World Health Organization workers gear up to go into an old Ebola isolation ward in Lagos, Nigeria.
World Health Organization workers gear up to go into an old Ebola isolation ward in Lagos, Nigeria. Dr. Fink received one of her Pulitzer Prize awards, along with her New York Times colleagues, for coverage of the recent West Africa Ebola crisis. (Courtesy World Health Organization)

Dr. Sheri Fink has won two Pulitzer Prize awards for reporting on health care responses to mass catastrophes, including life-or-death decisions made at New Orleans’ Memorial Hospital following Hurricane Katrina — the basis for her book Five Days at Memorial — and, more recently, the West Africa Ebola crisis. Her first book, War Hospital: A True Story of Surgery and Survival, is about medical professionals under siege during the genocide in Srebrenica, Bosnia-Herzegovina. She previously served as an aid worker in conflict and disaster zones.

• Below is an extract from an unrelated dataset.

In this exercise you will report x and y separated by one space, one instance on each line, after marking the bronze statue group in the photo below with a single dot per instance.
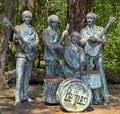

So her insight into how health care systems function — or malfunction — during crises is profound.

On July 5, Dr. Fink will join three other health care experts speaking at the 2017 Colloquium, The Health Care of Catastrophes: Innovation Driven by Disaster, sponsored by the Mensa Education & Research Foundation.

She spoke with Bulletin editor Chip Taulbee about developments in health care responses to crises.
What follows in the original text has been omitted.